The order instructs the Federal Trade Commission (FTC) to examine anticompetitive practices like “pay for delay,” in which brand name manufacturers strike deals with generic competitors to delay the entry of new products. The idea has broad bipartisan support in Congress, but has been overshadowed by the debate over bigger reforms such as allowing Medicare to negotiate drug prices. While many Democrats support the idea, it faces resistance from some moderates in the party.
Biden’s order directs the Food and Drug Administration to work with states and tribal governments on their plans to import prescription drugs from Canada. The agency first outlined two narrow pathways to importation under former President Donald Trump, but has not yet approved a plan from Florida, the only state to formally request permission. Drug importation continues to face major hurdles, however. Drug makers are suing to block the Trump administration policy, and Canada has signaled opposition to large-scale exports.

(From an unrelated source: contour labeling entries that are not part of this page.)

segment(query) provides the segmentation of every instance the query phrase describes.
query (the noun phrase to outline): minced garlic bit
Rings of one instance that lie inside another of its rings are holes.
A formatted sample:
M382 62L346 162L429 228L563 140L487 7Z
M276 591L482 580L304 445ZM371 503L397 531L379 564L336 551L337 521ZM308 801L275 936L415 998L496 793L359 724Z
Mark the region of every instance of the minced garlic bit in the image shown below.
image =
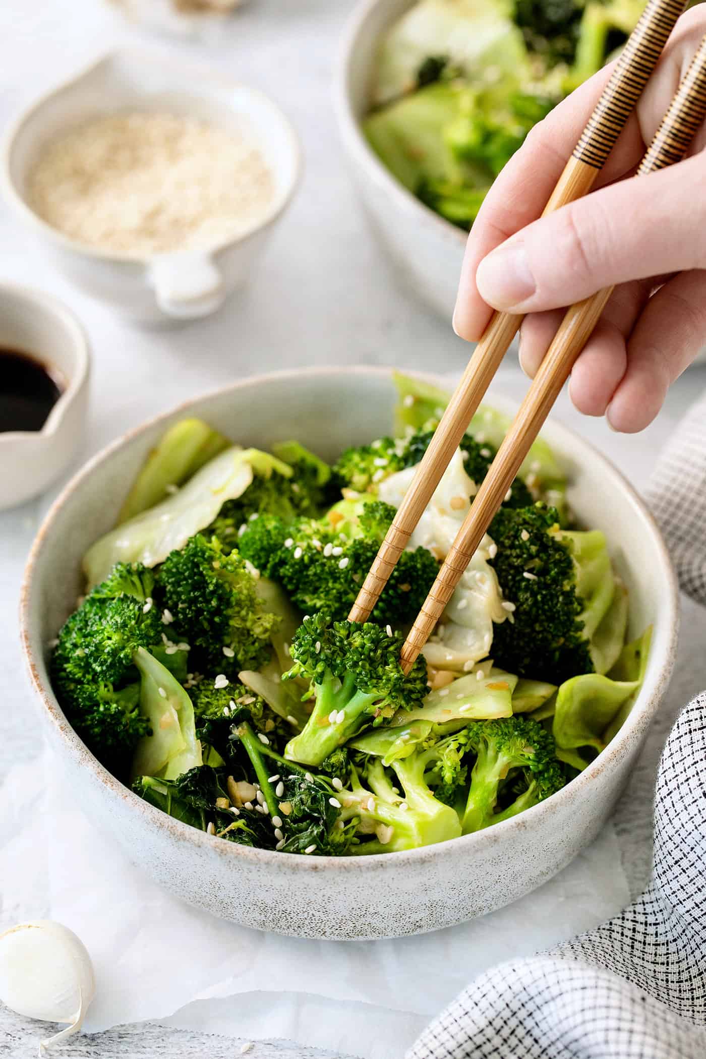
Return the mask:
M138 258L235 238L264 219L273 196L252 136L162 111L83 124L50 143L30 176L42 220Z

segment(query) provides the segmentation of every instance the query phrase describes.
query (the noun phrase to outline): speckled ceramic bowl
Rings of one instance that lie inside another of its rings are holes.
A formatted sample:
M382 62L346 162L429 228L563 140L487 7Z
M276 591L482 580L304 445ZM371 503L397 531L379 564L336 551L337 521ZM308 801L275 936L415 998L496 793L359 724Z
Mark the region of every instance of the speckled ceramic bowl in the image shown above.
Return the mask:
M631 632L654 624L645 685L623 728L577 779L547 802L486 831L410 852L324 859L250 849L161 813L87 751L54 697L47 645L82 589L79 562L114 522L162 431L198 415L246 445L294 436L323 456L390 430L384 369L284 372L247 379L153 419L95 456L67 486L32 549L21 634L46 728L76 797L102 829L162 885L214 915L315 938L379 938L449 927L528 893L586 846L626 784L671 672L677 594L647 508L615 468L556 423L544 436L572 481L571 501L611 541L631 593ZM497 403L497 402L495 402Z

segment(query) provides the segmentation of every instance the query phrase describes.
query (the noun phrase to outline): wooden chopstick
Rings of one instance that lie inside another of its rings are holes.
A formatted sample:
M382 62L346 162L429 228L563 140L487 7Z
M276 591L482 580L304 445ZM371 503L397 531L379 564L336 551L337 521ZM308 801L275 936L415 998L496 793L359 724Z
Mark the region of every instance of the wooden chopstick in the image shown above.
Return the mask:
M684 7L685 0L649 0L544 214L573 202L591 190ZM522 316L509 312L494 312L491 317L380 545L348 614L349 621L366 622L370 616L521 323Z
M704 118L706 118L706 36L701 41L636 176L654 173L684 158ZM404 642L400 660L405 672L412 668L441 617L456 585L510 488L612 291L613 287L598 291L573 305L564 316L535 381L497 450L436 581Z

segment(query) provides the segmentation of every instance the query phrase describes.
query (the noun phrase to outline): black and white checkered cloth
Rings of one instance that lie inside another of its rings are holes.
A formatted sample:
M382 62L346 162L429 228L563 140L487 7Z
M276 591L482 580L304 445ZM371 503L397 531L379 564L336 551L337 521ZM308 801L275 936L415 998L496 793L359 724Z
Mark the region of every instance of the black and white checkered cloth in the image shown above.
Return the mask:
M649 500L680 582L706 604L706 399ZM706 693L680 715L655 791L652 883L621 915L469 985L408 1059L706 1059Z

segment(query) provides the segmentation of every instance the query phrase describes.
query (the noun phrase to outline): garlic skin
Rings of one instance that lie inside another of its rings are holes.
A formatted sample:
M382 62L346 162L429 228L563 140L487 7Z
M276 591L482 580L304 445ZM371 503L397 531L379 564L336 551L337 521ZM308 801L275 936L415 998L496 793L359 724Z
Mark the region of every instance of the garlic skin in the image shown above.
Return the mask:
M94 995L91 957L68 927L36 919L0 934L0 1001L28 1019L69 1023L40 1055L80 1029Z

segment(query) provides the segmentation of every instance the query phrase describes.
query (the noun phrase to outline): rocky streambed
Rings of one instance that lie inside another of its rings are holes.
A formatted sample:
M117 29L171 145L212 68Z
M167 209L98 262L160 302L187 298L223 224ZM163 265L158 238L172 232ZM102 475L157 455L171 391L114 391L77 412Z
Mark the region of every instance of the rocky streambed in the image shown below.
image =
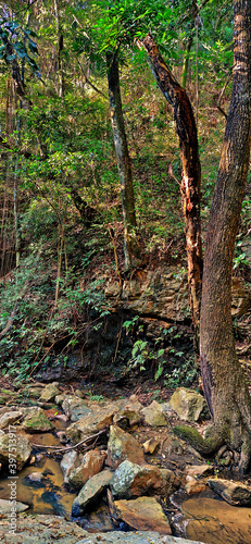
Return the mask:
M0 399L0 542L251 543L251 486L226 479L230 453L210 463L173 434L178 419L201 433L208 426L194 391L143 406L136 395L90 400L85 391L38 383ZM16 534L9 531L12 435Z

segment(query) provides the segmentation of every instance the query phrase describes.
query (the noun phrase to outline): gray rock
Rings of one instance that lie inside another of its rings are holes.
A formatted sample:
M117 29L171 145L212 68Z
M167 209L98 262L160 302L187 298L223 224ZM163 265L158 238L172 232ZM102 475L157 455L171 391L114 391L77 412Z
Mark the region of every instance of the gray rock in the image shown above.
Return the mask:
M16 468L17 470L21 470L32 454L32 447L28 438L15 433L8 433L0 436L0 462L3 466L9 466L11 447L16 448Z
M17 421L20 418L22 418L23 413L22 411L13 410L13 411L8 411L3 413L0 417L0 429L4 429L4 426L9 426L15 421Z
M85 400L78 396L66 396L62 403L62 409L72 421L78 421L91 413Z
M109 486L112 478L110 470L103 470L99 474L93 475L86 482L80 493L73 503L72 516L77 518L85 512L90 505L95 505L105 489Z
M22 428L29 433L43 433L47 431L52 431L52 429L54 429L41 408L35 408L29 411L28 416L26 416L26 418L24 419Z
M108 442L108 465L118 467L125 459L141 465L145 462L143 448L130 434L115 425L110 426Z
M7 518L9 514L12 511L12 503L11 500L4 500L3 498L0 498L0 512L1 512L1 518ZM29 508L28 505L24 505L24 503L18 503L14 505L15 511L18 514L21 511L25 511Z
M110 487L116 498L142 495L171 495L177 486L174 473L152 465L136 465L123 461L114 472Z
M170 399L170 406L184 421L211 418L204 397L192 390L178 387Z
M80 400L80 399L78 399ZM100 405L91 405L89 413L78 421L75 421L66 429L66 435L75 444L86 437L98 433L102 429L108 428L117 412L115 403L106 403Z
M41 403L51 403L52 400L54 400L55 396L60 394L58 385L58 382L49 383L48 385L46 385L40 396Z
M151 426L166 426L167 422L162 406L153 400L150 406L141 410L145 421Z
M67 454L64 454L60 463L64 477L64 483L68 483L70 474L73 472L74 469L78 467L79 463L80 460L75 449L68 452Z
M229 505L247 506L251 505L251 487L240 482L229 480L209 479L208 484Z

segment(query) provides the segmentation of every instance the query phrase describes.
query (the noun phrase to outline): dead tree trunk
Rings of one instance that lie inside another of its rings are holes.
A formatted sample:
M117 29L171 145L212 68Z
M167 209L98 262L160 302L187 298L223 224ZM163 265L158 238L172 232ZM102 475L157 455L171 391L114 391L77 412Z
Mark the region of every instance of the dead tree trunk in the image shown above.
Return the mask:
M235 348L231 273L249 166L251 1L235 0L233 92L208 227L201 301L201 370L214 430L240 468L251 456L251 400Z
M129 270L131 265L134 265L134 257L137 252L137 239L135 232L136 213L133 173L122 110L120 71L116 52L106 54L106 63L110 113L121 182L121 198L124 220L125 270Z
M194 331L194 347L199 351L199 313L202 281L202 250L200 222L201 166L194 116L186 90L180 87L162 59L149 34L140 44L148 53L153 76L165 99L173 107L183 164L180 184L188 258L190 309Z

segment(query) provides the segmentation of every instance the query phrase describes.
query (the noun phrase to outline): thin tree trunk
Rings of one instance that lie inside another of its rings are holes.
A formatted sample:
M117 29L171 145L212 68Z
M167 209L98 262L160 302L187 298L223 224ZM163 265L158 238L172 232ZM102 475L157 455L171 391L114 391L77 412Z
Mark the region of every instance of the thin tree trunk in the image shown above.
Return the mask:
M235 0L233 92L208 227L201 301L201 371L214 429L240 468L251 455L251 400L235 348L231 273L250 154L251 1Z
M199 353L199 313L202 281L202 249L200 222L201 166L198 149L197 127L190 100L162 59L156 45L149 34L142 41L153 76L171 103L179 137L183 164L180 184L185 234L188 259L188 284L190 309L194 332L194 348Z
M59 73L59 97L63 98L64 95L64 73L62 62L62 51L64 47L63 33L60 21L60 0L54 0L55 24L58 33L58 73Z
M108 53L108 84L110 113L121 182L121 198L124 220L125 270L134 265L136 252L136 213L131 164L127 147L125 124L122 110L118 61L115 53Z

The FTC will also review guidelines related to hospital mergers in light of the recent string of closures in rural areas. Biden’s broader instructions to the FTC could also prompt the agency to target consolidation in the health insurance industry. The order underscores that the FTC retains authority to challenge previous deals allowed under prior administrations.

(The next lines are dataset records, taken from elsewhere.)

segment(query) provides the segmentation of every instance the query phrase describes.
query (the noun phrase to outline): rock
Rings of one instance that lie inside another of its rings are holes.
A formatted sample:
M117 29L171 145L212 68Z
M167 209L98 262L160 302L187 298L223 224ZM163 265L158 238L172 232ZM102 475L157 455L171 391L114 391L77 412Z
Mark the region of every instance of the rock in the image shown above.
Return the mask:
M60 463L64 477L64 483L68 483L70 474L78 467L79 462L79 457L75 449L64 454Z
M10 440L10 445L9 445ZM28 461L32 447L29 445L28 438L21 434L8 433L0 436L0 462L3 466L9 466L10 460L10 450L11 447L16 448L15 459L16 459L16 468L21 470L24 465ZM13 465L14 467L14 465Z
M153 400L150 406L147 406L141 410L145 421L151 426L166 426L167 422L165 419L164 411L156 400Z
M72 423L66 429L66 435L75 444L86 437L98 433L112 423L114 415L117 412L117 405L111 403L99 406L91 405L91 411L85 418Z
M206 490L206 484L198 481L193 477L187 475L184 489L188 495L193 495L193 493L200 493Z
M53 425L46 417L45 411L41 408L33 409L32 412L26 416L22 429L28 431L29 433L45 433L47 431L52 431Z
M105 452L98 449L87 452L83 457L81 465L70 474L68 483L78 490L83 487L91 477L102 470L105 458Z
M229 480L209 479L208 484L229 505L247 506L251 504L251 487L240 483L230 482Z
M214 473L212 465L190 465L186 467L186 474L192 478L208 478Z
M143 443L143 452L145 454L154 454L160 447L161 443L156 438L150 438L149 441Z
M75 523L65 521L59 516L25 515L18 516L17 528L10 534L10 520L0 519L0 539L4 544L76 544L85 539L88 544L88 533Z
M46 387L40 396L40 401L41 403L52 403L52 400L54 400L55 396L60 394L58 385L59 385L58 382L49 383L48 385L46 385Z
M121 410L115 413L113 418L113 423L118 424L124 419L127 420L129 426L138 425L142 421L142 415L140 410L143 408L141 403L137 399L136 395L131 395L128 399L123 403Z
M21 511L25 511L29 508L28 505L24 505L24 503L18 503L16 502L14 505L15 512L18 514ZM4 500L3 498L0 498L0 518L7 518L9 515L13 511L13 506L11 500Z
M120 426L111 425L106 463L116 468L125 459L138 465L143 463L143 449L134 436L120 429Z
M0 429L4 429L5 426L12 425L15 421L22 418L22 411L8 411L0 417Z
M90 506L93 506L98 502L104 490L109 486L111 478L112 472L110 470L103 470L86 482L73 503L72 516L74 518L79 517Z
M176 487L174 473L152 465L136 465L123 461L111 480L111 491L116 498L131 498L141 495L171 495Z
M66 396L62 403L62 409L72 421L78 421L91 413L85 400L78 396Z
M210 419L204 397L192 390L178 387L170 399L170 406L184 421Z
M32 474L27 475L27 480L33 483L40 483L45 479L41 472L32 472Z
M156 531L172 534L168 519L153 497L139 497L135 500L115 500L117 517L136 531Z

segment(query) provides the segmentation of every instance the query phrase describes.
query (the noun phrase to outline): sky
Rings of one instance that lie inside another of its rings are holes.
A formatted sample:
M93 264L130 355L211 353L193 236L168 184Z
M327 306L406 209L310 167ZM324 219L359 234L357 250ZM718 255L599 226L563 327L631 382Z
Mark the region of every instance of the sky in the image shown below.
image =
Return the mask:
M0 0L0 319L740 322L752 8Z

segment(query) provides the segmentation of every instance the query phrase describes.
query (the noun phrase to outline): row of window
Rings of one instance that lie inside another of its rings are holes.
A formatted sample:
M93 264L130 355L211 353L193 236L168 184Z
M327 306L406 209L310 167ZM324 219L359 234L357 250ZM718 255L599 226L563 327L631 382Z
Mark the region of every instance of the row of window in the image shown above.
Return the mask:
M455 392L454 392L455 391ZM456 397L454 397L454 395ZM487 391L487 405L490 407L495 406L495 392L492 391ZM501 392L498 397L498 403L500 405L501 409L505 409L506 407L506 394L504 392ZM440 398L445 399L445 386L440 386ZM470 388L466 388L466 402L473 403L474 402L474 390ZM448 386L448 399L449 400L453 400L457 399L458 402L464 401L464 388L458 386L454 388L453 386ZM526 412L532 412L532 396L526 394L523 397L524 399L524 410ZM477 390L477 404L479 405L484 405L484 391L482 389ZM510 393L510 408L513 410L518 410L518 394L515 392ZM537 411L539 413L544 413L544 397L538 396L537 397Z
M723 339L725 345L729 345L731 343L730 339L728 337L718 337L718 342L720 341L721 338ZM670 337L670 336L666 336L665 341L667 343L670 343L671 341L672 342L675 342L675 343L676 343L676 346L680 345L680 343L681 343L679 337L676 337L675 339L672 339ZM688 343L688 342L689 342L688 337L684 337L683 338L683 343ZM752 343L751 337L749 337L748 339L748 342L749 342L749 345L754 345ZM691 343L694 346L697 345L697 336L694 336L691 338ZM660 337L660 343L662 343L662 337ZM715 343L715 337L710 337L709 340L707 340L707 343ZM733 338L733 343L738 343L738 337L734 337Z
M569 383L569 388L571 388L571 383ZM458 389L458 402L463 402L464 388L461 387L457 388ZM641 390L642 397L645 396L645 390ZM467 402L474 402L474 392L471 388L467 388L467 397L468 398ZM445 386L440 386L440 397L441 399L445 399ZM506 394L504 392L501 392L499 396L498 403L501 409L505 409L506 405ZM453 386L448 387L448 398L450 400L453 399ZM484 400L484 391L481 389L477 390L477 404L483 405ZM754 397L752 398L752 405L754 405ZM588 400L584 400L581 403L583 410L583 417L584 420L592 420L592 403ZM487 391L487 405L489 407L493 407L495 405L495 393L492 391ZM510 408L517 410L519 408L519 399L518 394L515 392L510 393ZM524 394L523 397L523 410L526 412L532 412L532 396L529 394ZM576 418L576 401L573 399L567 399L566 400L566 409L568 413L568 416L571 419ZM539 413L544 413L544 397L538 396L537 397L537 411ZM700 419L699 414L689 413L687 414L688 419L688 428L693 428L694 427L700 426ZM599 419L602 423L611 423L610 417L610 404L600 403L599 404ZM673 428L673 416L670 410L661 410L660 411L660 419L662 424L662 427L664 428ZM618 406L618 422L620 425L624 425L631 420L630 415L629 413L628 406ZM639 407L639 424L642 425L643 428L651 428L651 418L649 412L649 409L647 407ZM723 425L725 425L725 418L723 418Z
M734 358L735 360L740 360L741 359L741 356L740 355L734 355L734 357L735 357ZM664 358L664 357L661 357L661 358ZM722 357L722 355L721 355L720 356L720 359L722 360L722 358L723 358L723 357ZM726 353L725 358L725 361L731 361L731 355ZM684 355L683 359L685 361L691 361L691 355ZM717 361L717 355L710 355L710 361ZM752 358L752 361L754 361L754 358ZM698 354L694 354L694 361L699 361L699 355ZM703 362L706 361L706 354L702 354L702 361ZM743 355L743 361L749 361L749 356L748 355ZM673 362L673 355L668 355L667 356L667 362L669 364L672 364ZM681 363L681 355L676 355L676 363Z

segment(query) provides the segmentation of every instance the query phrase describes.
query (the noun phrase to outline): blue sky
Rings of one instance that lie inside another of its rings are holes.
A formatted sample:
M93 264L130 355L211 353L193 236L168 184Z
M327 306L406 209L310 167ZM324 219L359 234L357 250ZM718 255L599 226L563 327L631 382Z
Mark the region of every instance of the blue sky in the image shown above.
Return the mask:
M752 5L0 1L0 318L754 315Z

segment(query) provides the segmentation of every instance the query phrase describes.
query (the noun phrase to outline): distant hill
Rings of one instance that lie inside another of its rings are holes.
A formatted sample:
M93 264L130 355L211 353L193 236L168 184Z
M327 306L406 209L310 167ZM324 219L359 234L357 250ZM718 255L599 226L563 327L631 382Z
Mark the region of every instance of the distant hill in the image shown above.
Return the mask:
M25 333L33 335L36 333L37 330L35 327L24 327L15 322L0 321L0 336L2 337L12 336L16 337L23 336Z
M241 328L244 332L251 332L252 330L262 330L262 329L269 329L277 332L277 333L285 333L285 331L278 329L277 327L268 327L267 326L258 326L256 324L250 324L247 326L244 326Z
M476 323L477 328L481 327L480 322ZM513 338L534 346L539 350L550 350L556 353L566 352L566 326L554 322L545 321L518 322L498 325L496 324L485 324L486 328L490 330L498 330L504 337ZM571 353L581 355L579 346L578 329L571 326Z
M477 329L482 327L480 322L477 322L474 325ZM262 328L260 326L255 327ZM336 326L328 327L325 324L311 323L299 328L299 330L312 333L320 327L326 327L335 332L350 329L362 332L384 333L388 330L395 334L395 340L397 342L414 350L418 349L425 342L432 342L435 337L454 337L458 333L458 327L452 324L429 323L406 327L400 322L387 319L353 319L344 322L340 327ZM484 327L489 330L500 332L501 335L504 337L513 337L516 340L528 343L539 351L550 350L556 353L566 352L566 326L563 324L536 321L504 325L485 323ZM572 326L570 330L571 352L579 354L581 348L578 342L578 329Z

Notably, the order highlights support for Trump-era rules on hospital price transparency, as well as implementation of new surprise medical billing requirements for health plans and providers (the “No Surprises Act”) that go into effect on January 1, 2022. The Biden administration recently released an interim final rule to carry out the law and more rules are coming this year.
The order also directs HHS to issue rules within 120 days related to a 2017 law allowing hearing aids to be sold over the counter. The directive comes as Hill Democrats hope to add hearing, vision and dental coverage to Medicare in the party-line spending package they hope to pass this year.
In addition, the president is asking for tougher antitrust rules regarding companies’ ability to share wage and benefits information. A White House fact sheet says the order “Encourages the FTC and [Department of Justice] to strengthen antitrust guidance to prevent employers from collaborating to suppress wages or reduce benefits by sharing wage and benefit information with one another.” Several years ago, the Justice Department announced that anti-poaching and wage-fixing agreements between employers would be treated as criminal offenses. Some legal experts contend that the order simply reaffirms that position.
It now falls to regulators to implement these policies, but when and if that might happen is not clear. Many of the directives in the order are unpopular with industry and Republicans and will likely face court challenges and other procedural hurdles.